Da Ombra da viaggio. Poesie (1983-2017), a cura di Roberto Deidier (Giometti & Antonello, 2024)
(…) Ombra da viaggio è (quindi) il suo blasone, la sua sigla. Si può viaggiare nella realtà come ombra, inconsistenti e invisibili, come nel celebre racconto di Chamisso, affrancandosi da ogni corporeità; oppure quell’ombra può essere il riflesso visibile del cammino compiuto, delle tappe percorse: l’ombra come scansione del tempo. Ancora, può essere un semplice modo di nascondersi, come in effetti il poeta Marotta fece. In qualsiasi modo la intendiamo, la metafora ha comunque una sua derivazione, per quel lettore colto e onnivoro che era stato lo studente a Urbino. Il viaggiatore e la sua ombra è un titolo di Nietzsche, e se nulla può apparire più estraneo, a prima vista, del pensiero nicciano al molteplice laboratorio di Marotta, è solo perché ancora oggi ci sfugge quel tanto di creaturale, di innocente, di primigenio che pure si agita nelle sue poesie e nel filosofo più sui generis che ci abbia consegnato il pensiero d’Occidente. Volendo andare più a fondo, infatti, tra lui e Nietzsche c’era stato un tramite essenziale, quel Sandro Penna che guardava al mondo sensibile con lo sguardo di un fanciullo, di quel puer aeternus numinosamente apparso come un simbolo ossessivo al termine del viaggio concettuoso di Zarathustra.

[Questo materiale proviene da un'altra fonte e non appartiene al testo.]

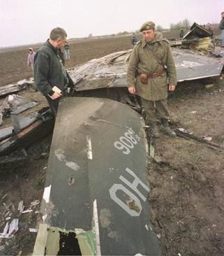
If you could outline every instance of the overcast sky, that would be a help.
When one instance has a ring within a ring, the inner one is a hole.
[[[223,0],[0,0],[0,47],[44,42],[52,29],[63,27],[68,38],[139,29],[146,21],[169,28],[218,23]]]

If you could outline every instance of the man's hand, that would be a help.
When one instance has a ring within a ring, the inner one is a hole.
[[[133,86],[130,87],[128,87],[128,92],[131,94],[135,94],[135,88]]]
[[[50,96],[52,99],[56,99],[57,98],[59,98],[61,96],[62,96],[61,92],[55,92],[54,94],[52,96]]]
[[[174,85],[169,85],[169,91],[173,92],[176,88],[176,86]]]

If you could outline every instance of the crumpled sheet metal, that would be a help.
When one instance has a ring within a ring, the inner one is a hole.
[[[98,255],[161,255],[150,222],[144,125],[115,101],[60,101],[40,211],[44,223],[85,231],[95,224]]]
[[[184,35],[183,39],[202,38],[204,37],[211,37],[211,33],[195,22],[190,28],[190,31]]]
[[[117,52],[92,59],[75,68],[70,76],[77,91],[126,87],[126,72],[132,50]],[[224,59],[197,54],[188,50],[172,49],[177,80],[194,80],[220,75]]]

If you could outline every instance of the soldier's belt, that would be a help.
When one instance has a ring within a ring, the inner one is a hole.
[[[148,83],[148,78],[156,78],[158,76],[160,76],[163,73],[163,72],[164,72],[164,70],[163,69],[160,71],[152,73],[150,75],[147,75],[145,73],[141,73],[139,76],[140,77],[141,82],[144,85],[147,85]]]

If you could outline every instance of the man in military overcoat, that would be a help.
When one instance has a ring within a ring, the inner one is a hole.
[[[170,91],[177,85],[177,73],[169,42],[156,32],[155,24],[147,22],[140,28],[142,39],[135,46],[130,55],[127,72],[127,85],[130,94],[141,97],[147,122],[153,136],[159,137],[157,117],[160,131],[174,137],[169,127],[167,84]]]

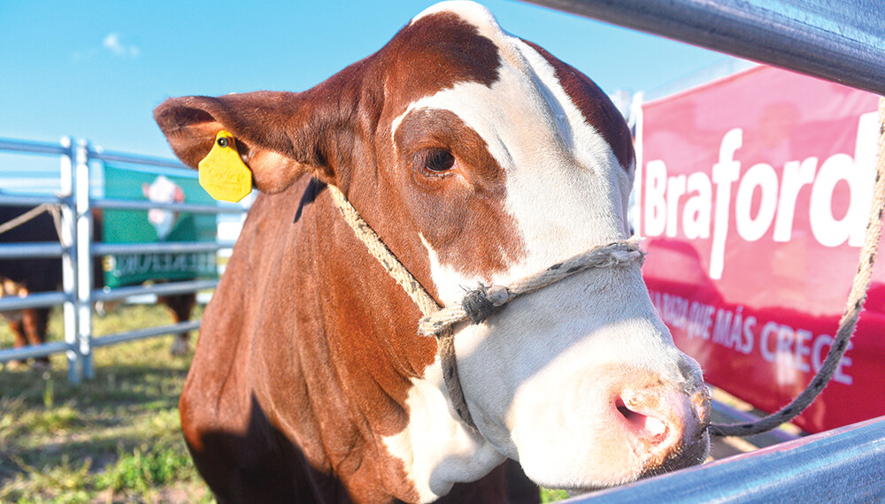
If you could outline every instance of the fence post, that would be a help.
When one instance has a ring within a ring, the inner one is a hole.
[[[81,371],[95,378],[92,359],[92,211],[89,202],[89,142],[77,141],[73,201],[77,215],[77,345]]]
[[[61,271],[62,288],[67,299],[63,305],[65,316],[65,342],[69,345],[67,352],[67,381],[79,384],[82,378],[82,359],[77,344],[77,219],[74,207],[74,151],[71,137],[61,139],[61,146],[65,152],[61,156],[61,225],[58,241],[62,246]]]

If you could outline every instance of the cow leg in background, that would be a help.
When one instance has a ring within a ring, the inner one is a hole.
[[[178,324],[190,319],[190,311],[196,304],[196,294],[183,294],[174,295],[158,296],[157,301],[166,305],[169,313],[172,314],[173,322]],[[180,332],[175,335],[175,341],[172,344],[169,352],[173,355],[181,355],[188,351],[188,332]]]
[[[48,308],[27,308],[21,310],[21,317],[16,317],[9,323],[10,329],[15,333],[15,347],[41,345],[46,341],[46,326],[49,318],[50,309]],[[49,357],[39,357],[34,360],[35,368],[48,368],[49,365]]]

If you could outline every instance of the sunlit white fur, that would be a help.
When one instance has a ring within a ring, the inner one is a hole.
[[[452,304],[479,281],[505,285],[627,238],[633,167],[619,164],[546,60],[503,32],[485,8],[444,3],[416,19],[441,11],[463,13],[498,46],[499,79],[490,88],[458,83],[422,98],[394,127],[412,111],[427,108],[451,111],[473,128],[506,172],[505,210],[526,250],[506,271],[479,279],[442,263],[425,241],[440,297]],[[485,324],[459,329],[459,376],[482,439],[471,439],[448,412],[438,364],[413,384],[409,428],[388,439],[425,500],[455,481],[478,478],[502,462],[500,455],[519,460],[529,477],[553,487],[633,479],[642,461],[631,457],[639,455],[612,461],[613,454],[601,453],[611,444],[601,437],[616,421],[603,385],[619,377],[599,370],[623,365],[686,389],[697,385],[684,383],[678,371],[683,357],[655,314],[636,264],[585,271],[519,298]],[[489,455],[491,448],[499,454]]]

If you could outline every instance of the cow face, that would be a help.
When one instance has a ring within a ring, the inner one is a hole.
[[[475,4],[428,9],[308,91],[173,99],[155,117],[191,166],[226,129],[260,190],[305,172],[337,186],[442,304],[628,235],[624,121],[592,81]],[[408,425],[384,437],[420,500],[504,457],[538,484],[581,489],[706,455],[700,369],[673,346],[637,264],[520,297],[455,341],[481,436],[453,416],[428,361],[408,377]]]

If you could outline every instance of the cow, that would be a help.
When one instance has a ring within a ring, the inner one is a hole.
[[[147,188],[145,188],[147,191]],[[0,206],[0,224],[8,223],[30,211],[31,207]],[[96,241],[101,241],[102,213],[95,211],[93,232]],[[35,241],[58,241],[58,230],[52,212],[42,212],[36,217],[0,233],[0,243],[24,243]],[[100,258],[93,261],[93,285],[104,285]],[[26,296],[30,293],[59,290],[62,287],[61,260],[57,258],[0,259],[0,297],[6,295]],[[158,296],[158,302],[165,304],[177,324],[190,318],[190,312],[196,303],[196,294],[182,294]],[[16,348],[27,345],[40,345],[46,341],[49,323],[49,308],[28,308],[20,310],[0,312],[9,321],[14,335]],[[188,332],[176,334],[170,353],[182,355],[188,350]],[[49,366],[49,357],[34,360],[37,368]]]
[[[31,210],[30,207],[0,206],[0,224],[22,218]],[[0,233],[0,243],[58,240],[58,233],[56,231],[53,215],[50,212],[41,212],[27,222]],[[2,284],[0,297],[21,297],[32,292],[58,290],[61,287],[61,261],[58,259],[42,257],[0,259],[0,284]],[[40,345],[46,340],[50,309],[26,308],[0,312],[0,317],[9,322],[9,327],[15,338],[13,346],[16,348],[27,345]],[[35,368],[42,369],[49,364],[49,357],[38,357],[34,360]]]
[[[305,91],[168,98],[154,118],[191,167],[235,145],[260,191],[180,401],[219,502],[504,502],[507,460],[571,492],[704,460],[702,371],[639,261],[458,323],[444,377],[442,340],[333,201],[445,307],[627,239],[623,118],[485,7],[430,7]]]

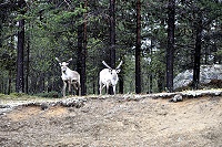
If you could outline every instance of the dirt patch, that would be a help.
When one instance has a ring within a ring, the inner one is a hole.
[[[120,97],[120,96],[119,96]],[[0,146],[221,146],[220,96],[169,103],[119,97],[1,115]]]

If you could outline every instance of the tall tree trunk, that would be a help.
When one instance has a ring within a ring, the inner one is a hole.
[[[115,0],[110,0],[110,65],[115,67]]]
[[[200,82],[200,61],[201,61],[201,40],[202,40],[202,14],[198,14],[198,24],[195,29],[195,53],[194,53],[194,66],[193,66],[193,83],[192,86],[194,90],[199,88]]]
[[[141,93],[141,1],[137,1],[135,93]]]
[[[26,93],[29,94],[29,53],[30,53],[30,34],[27,41],[27,72],[26,72]]]
[[[26,6],[24,0],[19,0],[18,3],[19,8],[21,9],[21,14],[24,14],[24,11],[22,10]],[[16,91],[18,93],[24,92],[23,50],[24,50],[24,19],[19,21],[19,32],[18,32],[17,84],[16,84]]]
[[[173,92],[173,54],[175,28],[175,0],[168,3],[168,49],[167,49],[167,88]]]
[[[11,93],[11,73],[12,73],[12,71],[11,70],[9,70],[9,85],[8,85],[8,95]]]
[[[84,0],[83,8],[88,7],[88,0]],[[85,20],[84,14],[84,20]],[[85,59],[87,59],[87,20],[78,27],[78,72],[80,73],[81,95],[87,94],[87,73],[85,73]]]
[[[115,0],[110,0],[110,65],[115,67]],[[109,87],[109,94],[113,94],[113,90]]]

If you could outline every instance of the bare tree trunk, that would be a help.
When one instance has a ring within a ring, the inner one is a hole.
[[[137,1],[135,93],[141,93],[141,1]]]
[[[110,65],[115,67],[115,0],[110,0]],[[113,90],[109,87],[109,94],[113,94]]]
[[[8,95],[11,93],[11,73],[12,73],[12,71],[11,70],[9,70],[9,85],[8,85]]]
[[[175,28],[175,0],[168,3],[168,49],[167,49],[167,88],[173,92],[173,54]]]
[[[195,53],[194,53],[194,66],[193,66],[193,83],[192,86],[194,90],[199,88],[200,82],[200,60],[201,60],[201,40],[202,40],[202,14],[198,14],[198,24],[195,29]]]
[[[23,9],[26,6],[24,0],[19,1],[19,8]],[[21,11],[24,14],[24,11]],[[24,50],[24,19],[19,21],[18,32],[18,53],[17,53],[17,85],[16,91],[18,93],[24,92],[24,74],[23,74],[23,50]]]
[[[88,0],[84,0],[83,8],[88,7]],[[84,20],[85,20],[84,14]],[[80,73],[81,83],[81,95],[87,94],[87,72],[85,72],[85,60],[87,60],[87,20],[84,23],[78,27],[78,72]]]

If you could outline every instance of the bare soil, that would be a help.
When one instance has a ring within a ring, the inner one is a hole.
[[[222,97],[89,98],[84,106],[19,106],[0,115],[0,146],[219,147]]]

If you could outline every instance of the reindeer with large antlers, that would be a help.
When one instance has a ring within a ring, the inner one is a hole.
[[[105,86],[107,86],[107,94],[109,92],[109,86],[112,86],[113,93],[115,94],[115,85],[118,84],[119,81],[118,73],[120,72],[120,66],[122,65],[122,61],[114,70],[111,69],[104,61],[102,61],[102,64],[108,69],[103,69],[100,72],[100,81],[99,81],[100,95],[102,94],[102,88]]]
[[[68,67],[69,62],[72,61],[72,59],[70,59],[67,62],[61,62],[58,57],[56,57],[56,60],[59,62],[59,65],[61,66],[61,71],[62,71],[61,77],[63,81],[63,88],[62,88],[63,96],[65,96],[67,83],[69,84],[69,93],[71,92],[71,85],[73,85],[75,90],[75,94],[81,95],[80,74]]]

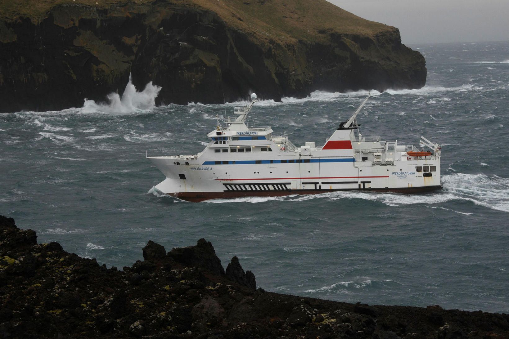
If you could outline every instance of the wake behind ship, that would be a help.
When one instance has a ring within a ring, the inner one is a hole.
[[[247,115],[258,101],[235,107],[236,116],[218,120],[211,141],[194,155],[147,157],[165,176],[155,186],[192,202],[216,198],[317,194],[338,190],[418,193],[441,188],[441,147],[421,137],[431,152],[398,141],[364,136],[356,117],[364,100],[325,144],[297,147],[269,126],[249,127]],[[355,133],[356,131],[357,133]]]

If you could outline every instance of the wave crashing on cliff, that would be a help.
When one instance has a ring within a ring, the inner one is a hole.
[[[125,115],[146,111],[156,107],[156,98],[162,89],[150,81],[145,86],[143,91],[138,92],[129,74],[129,82],[122,96],[117,92],[110,93],[107,95],[108,103],[97,103],[86,99],[82,112]]]

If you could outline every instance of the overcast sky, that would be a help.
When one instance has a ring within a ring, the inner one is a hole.
[[[509,0],[329,0],[400,29],[403,43],[509,40]]]

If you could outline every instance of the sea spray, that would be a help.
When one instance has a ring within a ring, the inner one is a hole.
[[[86,99],[82,111],[83,113],[122,115],[152,109],[156,107],[156,98],[162,88],[150,81],[145,86],[143,91],[138,92],[129,74],[129,82],[121,97],[118,93],[110,93],[107,95],[107,104],[98,103],[94,100]]]

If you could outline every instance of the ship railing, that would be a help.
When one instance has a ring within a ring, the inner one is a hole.
[[[248,129],[253,132],[265,132],[265,131],[269,130],[271,128],[270,126],[262,126],[259,127],[247,127]]]
[[[233,107],[233,112],[237,114],[242,114],[246,111],[246,109],[247,109],[247,106],[238,106]]]
[[[273,136],[272,140],[280,148],[281,151],[285,152],[293,152],[297,150],[297,147],[293,143],[288,139],[288,136]]]
[[[413,145],[405,145],[405,152],[419,152],[419,150]]]

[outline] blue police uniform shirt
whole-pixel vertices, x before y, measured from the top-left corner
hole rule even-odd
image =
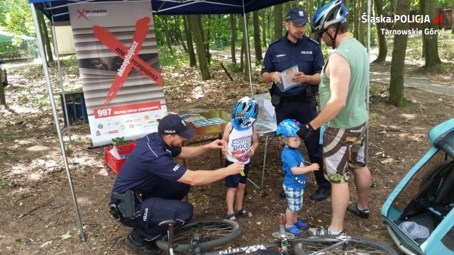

Chi osserva, nei versi di questo poeta, è sempre al di là di una parete, percettiva e privata e insieme collettiva, culturale: è qualcuno che parla da una dimensione di oltre-umanità, ben più antica delle assuefazioni sociali in cui si imbatte, della routine, dell’abbandonarsi.
(Dall’introduzione di Roberto Deidier)
È un sole per cani sdraiati
ancora non caldo, stamani
con i balconi aperti si può stare.
Ti piace guardare da qui
la piccola casa deposta nel nero
… l’ordine del suo pensiero,
le tracce, gli arnesi
di un umano lavoro attrezzato
a ripetere i giorni, i mesi,
la vita esigua dei padri…
Se pensi a qualcosa che viene
intenerisci, fai povero l’orto
il giorno di figlio che aspetti.
*
Sono giorni di cattivo tempo.
Persone si strappano in giro cercando
un luogo di riposo.
Una voce s’alza sui baveri avverte
di una cosa imminente: c’è un passo
che ultimo porta a finire.
Si sente che torna a spingere
se segue un dolore le braccia
una folla di gente alle porte.
E attento, sta’ attento,
si ammalano i cani a questo tempo.
E intanto è inverno, è freddo, accorri
dove amavano un giorno le mani.
Al tepore dei corpi non si domanda
questa eterna dolcezza.
*
Chi sa dov’è che intanto scorre
l’icona che talvolta splende
mutabile per queste strade
nere, tormentose di fanali.
E poi chi sa se è vero
se in vita si conoscono persone
o solo brune immagini
che una pietà indistinta donano
quando i passanti incrociano
lo sguardo di perdono e il desiderio.
*
Il mare è più scuro del cielo
e una linea laggiù ha di lampi
di spaghi più bianchi e di virgole
che stampano e legano in aria
discorsi perduti.
Ti commuoveva la parola mare
per averla udita un giorno da lontano
come nuova, tanto uguale
a qualcosa che non c’era.
Ti mancava come tutte quelle cose,
gli anni, le spine, le rose,
che disperate inclinano.
La vigna
Il fronte del maltempo è nei pensieri
un grumo di giornate dietro i vetri.
Lo stormo di preghiere se ne resta
senza pali e senza grappoli.
La mongolfiera
In un attimo la nuvola e mia madre
furono l’ombra della stessa cosa.
Sagoma e cuore per sparire altrove
in una luce aperta di collina tutta azzurra.
Per un attimo la nuvola è mia madre
opera di sola aria e di calore.
Maurizio Marotta (Laurino 1963 – Salerno 2020) ha scritto poesie, prose e ha svolto con lo pseudonimo Talin un’intensa attività grafica. In vita ha pubblicato due raccolte di versi, I cappotti morti (1989) e Il cielo dai balconi (1991). Tra le sue prose, spese in periodici e plaquette, si ricorda Cane di pane (con illustrazioni di Oreste Zavola, orecchio acerbo 2002). Ha creato il sito “Zadalampe”, dedicato a memorie e cronache di Laurino.